The term in the brackets is exactly η(s), so that the integral equation satisfied by η(u) is eventually given by:

$$\eta (u)={\nabla }_{\mathbf{x}(1)}A+{\int }_u^1{({\partial }_{\mathbf{x}}{L}^{\varphi }(s))}^t+{({\partial }_{\mathbf{x}}f(s))}^t\eta (s)ds.$$ (74)

Similar computations using the integral form of the flow R_us leads to the integral equation satisfied by ξ (u):

$$\xi (u)={(d_{\mathbf{t}(1)}{\mathbf{x}}_0)}^t\eta (0)+{\int }_u^1{({\partial }_{\mathbf{t}}{L}^{\psi }(s))}^t+{({\partial }_{\mathbf{t}}g(s))}^t\xi (s)ds.$$ (75)

B.3 Gradient in coordinates

Given the definition of the functions f, g, L^ϕ and L^ψ, we have:

$$\begin{array}{cc}{\partial }_{\mathbf{x}}f=({\partial }_1+{\partial }_2)({\mathbf{K}}^{\varphi }(\mathbf{x},\mathbf{x})\alpha )\hfill & {\partial }_{\alpha }f={\mathbf{K}}^{\varphi }(\mathbf{x},\mathbf{x})\hfill \\ {\partial }_{\mathbf{t}}g=({\partial }_1+{\partial }_2)({\mathbf{K}}^{\psi }(\mathbf{t},\mathbf{t})\beta )\hfill & {\partial }_{\beta }g={\mathbf{K}}^{\psi }(\mathbf{t},\mathbf{t})\hfill \\ {\partial }_{\mathbf{x}}{L}^{\varphi }={\gamma }_{\varphi }{\alpha }^t(({\partial }_1+{\partial }_2){\mathbf{K}}^{\varphi }(\mathbf{x},\mathbf{x})\alpha )\hfill & {\partial }_{\alpha }{L}^{\varphi }=2{\gamma }_{\varphi }{\alpha }^t{\mathbf{K}}^{\varphi }(\mathbf{x},\mathbf{x})\hfill \\ {\partial }_{\mathbf{t}}{L}^{\psi }={\gamma }_{\psi }{\beta }^t(({\partial }_1+{\partial }_2){\mathbf{K}}^{\psi }(\mathbf{t},\mathbf{t})\beta )\hfill & {\partial }_{\beta }{L}^{\psi }=2{\gamma }_{\psi }{\beta }^t{\mathbf{K}}^{\psi }(\mathbf{t},\mathbf{t})\hfill \end{array}$$ (76)

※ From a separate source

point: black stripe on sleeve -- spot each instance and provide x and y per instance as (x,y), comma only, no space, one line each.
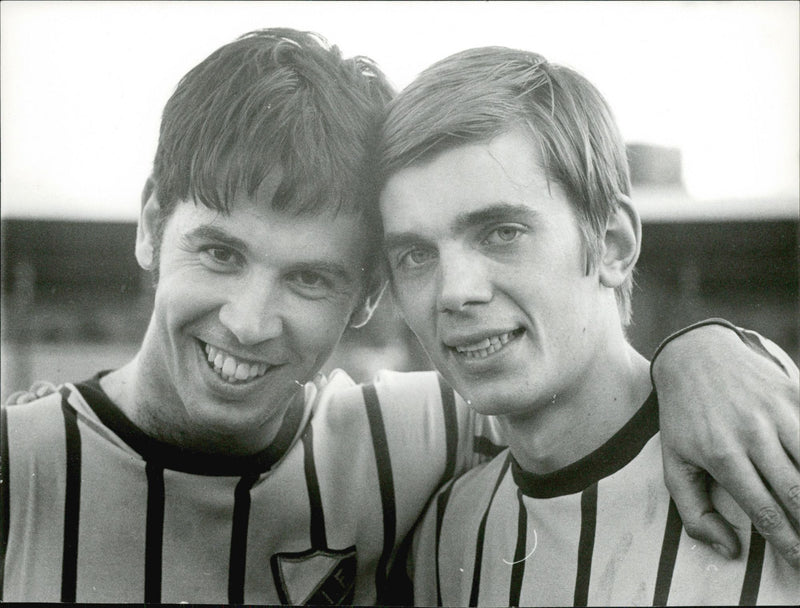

so that the gradient with respect to the Sobolev metric (the matrices K^ϕ (x, x) and K^ψ(t, t) factorize in (70)) is given as:

$$\{\begin{array}{c}{\nabla }_{\alpha }E(u)=2{\gamma }_{\varphi }\alpha (u)+\eta (u)\hfill \\ {\nabla }_{\beta }E(u)=2{\gamma }_{\psi }\beta (u)+\xi (u)\hfill \end{array}$$ (77)

where

$$\eta (u)={\nabla }_{\mathbf{x}(1)}A+{\int }_u^1{(({\partial }_1+{\partial }_2){\mathbf{K}}^{\varphi }(\mathbf{x}(s),\mathbf{x}(s))\alpha (s))}^t({\gamma }_{\varphi }\alpha (s)+\eta (s))ds$$ (78)

and

$$\xi (u)={(d_{\mathbf{t}(1)}{\mathbf{x}}_0)}^t\eta (0)+{\int }_u^1{(({\partial }_1+{\partial }_2){\mathbf{K}}^{\psi }(\mathbf{t}(s),\mathbf{t}(s))\beta (s))}^t({\gamma }_{\psi }\beta (s)+\xi (s))$$ (79)

The 3NN_target vector ∇_x(1)A is the concatenation of the vectors ∇_xp(tj(1)) A for p=1, …, N and j=1, …, N_target. Similarly, the 3NN_target vector is the concatenation of the vectors {x_p(t_j(1))}_{p=1, …, N, j=1, …, Ntarget} · d_t(1)x₀ is the 3NN_target-by-N_target matrix: (d_t1(1)x₀, …, d_tNtarget x₀). In the vector d_{tj (1)}x₀ almost every coordinate vanishes except the ones corresponding at the jth block of size 3N: (d_{tj (1)} x₁(t_j(1)), …, d_{tj (1)} x_N(t_j(1))) (since d_{tj (1)}x_p(t_i(1))=0 when i ≠ j). Therefore, we have: ${(d_{t_j(1)}{\mathbf{X}}_0)}^t\eta ={{\sum }_{p=1}^N(\frac{d{x}_p}{dt}(t_j(1)))}^t{\eta }_{p,j}$, which is the jth coordinate of the N_target vector (d_t(1)x₀)^tη.

Eventually, using the generic expression (57) for scalar kernels K^ϕ (x, y) = k^ϕ (x, y)Id and K^ψ(x, y) = k^ψ(x, y)Id, the evolution of η(u) and ξ(u) in (78) are written in coordinates as in (28) and (29).